Alguns estudiosos também apontam que Lucas não menciona a morte de Tiago, irmão de Jesus, ocorrida em 62 d.C., nem outras perseguições significativas que aconteceram posteriormente. Lucas também não demonstra conhecimento das Epístolas Pastorais de Paulo, o que sugere uma data anterior à sua ampla circulação. Isso reforça a ideia de que o livro de Atos foi finalizado por volta de 62 d.C., indicando que o Evangelho de Lucas foi escrito pouco antes.
O livro de Lucas foi escrito entre 75-85 d.C.
Se na primeira hipótese os estudiosos se apoiam no silêncio de Lucas sobre a destruição de Jerusalém em 70 d.C. como argumento a favor de uma data mais recuada para a redação do Evangelho de Lucas, os defensores desta segunda hipótese argumentam que algumas passagens de Lucas parecem descrever com precisão o cerco e a destruição de Jerusalém, levando a crer que foram escritas após o evento (cf. Lucas 19:43-44; 21:20-24).
Além disso, a menção de que “muitos já empreenderam uma narração dos fatos” em Lucas 1:1 pode indicar que várias obras cristãs já estavam em circulação quando o livro foi escrito, sugerindo uma data posterior. Por fim, alguns também argumentam que certas nuances teológicas presentes em Lucas refletem um período mais avançado de reflexão doutrinária na Igreja Primitiva.

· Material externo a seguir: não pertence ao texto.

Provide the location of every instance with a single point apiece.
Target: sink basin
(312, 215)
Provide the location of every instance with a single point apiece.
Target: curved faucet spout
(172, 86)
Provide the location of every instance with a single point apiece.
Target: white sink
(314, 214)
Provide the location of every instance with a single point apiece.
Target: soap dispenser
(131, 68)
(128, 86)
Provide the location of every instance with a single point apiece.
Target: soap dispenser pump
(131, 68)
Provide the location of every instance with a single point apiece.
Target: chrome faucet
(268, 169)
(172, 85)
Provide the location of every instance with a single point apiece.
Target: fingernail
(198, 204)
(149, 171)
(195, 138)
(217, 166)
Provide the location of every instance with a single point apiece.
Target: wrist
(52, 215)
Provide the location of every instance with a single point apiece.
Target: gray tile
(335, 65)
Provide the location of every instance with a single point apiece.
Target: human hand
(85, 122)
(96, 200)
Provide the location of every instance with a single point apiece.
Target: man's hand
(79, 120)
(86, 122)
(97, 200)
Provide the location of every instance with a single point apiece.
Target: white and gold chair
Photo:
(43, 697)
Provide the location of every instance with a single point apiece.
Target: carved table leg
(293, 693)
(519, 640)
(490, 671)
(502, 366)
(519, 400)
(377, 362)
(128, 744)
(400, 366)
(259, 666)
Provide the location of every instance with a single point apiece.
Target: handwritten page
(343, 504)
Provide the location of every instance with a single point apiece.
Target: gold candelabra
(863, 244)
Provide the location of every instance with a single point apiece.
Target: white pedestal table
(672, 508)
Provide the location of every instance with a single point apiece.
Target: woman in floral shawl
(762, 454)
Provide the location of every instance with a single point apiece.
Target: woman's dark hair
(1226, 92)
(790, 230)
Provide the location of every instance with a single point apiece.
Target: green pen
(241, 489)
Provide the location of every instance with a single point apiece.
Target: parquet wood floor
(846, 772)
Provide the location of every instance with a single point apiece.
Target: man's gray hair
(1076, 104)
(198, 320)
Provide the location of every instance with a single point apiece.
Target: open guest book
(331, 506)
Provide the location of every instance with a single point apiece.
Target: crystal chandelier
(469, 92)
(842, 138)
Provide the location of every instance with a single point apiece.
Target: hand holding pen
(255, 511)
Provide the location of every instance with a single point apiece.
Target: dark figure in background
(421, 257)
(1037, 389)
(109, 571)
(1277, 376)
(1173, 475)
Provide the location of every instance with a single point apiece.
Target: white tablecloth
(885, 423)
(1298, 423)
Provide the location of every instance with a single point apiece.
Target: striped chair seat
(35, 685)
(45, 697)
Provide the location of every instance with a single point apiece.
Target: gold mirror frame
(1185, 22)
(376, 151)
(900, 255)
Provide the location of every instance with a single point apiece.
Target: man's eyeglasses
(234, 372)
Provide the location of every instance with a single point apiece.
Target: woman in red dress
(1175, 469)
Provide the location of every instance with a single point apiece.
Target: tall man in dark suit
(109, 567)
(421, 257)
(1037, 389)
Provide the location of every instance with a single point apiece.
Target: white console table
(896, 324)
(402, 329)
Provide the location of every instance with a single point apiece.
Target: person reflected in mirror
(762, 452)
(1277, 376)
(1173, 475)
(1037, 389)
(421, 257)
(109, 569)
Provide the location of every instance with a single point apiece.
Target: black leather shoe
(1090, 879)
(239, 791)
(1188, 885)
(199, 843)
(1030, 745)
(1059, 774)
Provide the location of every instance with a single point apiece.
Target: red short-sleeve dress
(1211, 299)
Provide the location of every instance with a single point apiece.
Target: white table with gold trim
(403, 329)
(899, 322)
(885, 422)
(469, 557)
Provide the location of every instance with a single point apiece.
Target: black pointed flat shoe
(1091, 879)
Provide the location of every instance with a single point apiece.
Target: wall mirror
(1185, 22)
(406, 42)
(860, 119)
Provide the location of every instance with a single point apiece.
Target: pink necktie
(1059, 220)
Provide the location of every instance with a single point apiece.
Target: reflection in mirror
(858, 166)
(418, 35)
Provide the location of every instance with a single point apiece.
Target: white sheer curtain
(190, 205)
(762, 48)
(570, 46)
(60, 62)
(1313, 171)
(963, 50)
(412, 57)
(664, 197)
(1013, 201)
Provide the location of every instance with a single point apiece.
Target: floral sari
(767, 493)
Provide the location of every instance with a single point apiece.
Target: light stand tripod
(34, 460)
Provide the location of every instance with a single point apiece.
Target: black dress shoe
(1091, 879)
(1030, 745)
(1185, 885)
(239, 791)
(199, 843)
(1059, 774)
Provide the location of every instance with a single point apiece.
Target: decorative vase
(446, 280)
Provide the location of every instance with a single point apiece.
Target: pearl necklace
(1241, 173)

O livro de Lucas foi escrito no começo do século II d.C.
A terceira hipótese — e menos aceita — de datação da obra de Lucas sugere que o evangelista teria utilizado obras como “Antiguidades Judaicas”, de Flávio Josefo, escrita em 93 d.C., como fonte de consulta, o que implicaria numa data posterior. Alguns também acreditam que certas referências e detalhes da obra de Lucas apontam para um contexto do início do século II, quando a Igreja enfrentava novos desafios e perseguições.
No entanto, os argumentos a favor de datas mais tardias enfrentam dificuldades significativas. As referências proféticas de Lucas podem ser entendidas como predições genuínas de Jesus, não exigindo necessariamente uma data posterior à destruição de Jerusalém. Além disso, a hipótese de que Lucas utilizou Flávio Josefo é questionável, pois as supostas coincidências podem ser explicadas por fontes comuns ou conhecimento geral da época.
Portanto, as evidências internas e externas apontam firmemente para Lucas como o autor do terceiro Evangelho e de Atos dos Apóstolos. Além disso, a precisão histórica de Lucas, a ausência de menção a eventos cruciais posteriores a 62 d.C. e a tradição da Igreja Primitiva indicam uma data na primeira metade da década de 60 d.C. como mais provável. Se o Evangelho de Lucas tivesse sido escrito no século II, seria difícil explicar sua rápida aceitação e autoridade nas comunidades cristãs, bem como seu uso por Pais da Igreja que viveram numa data mais recuada.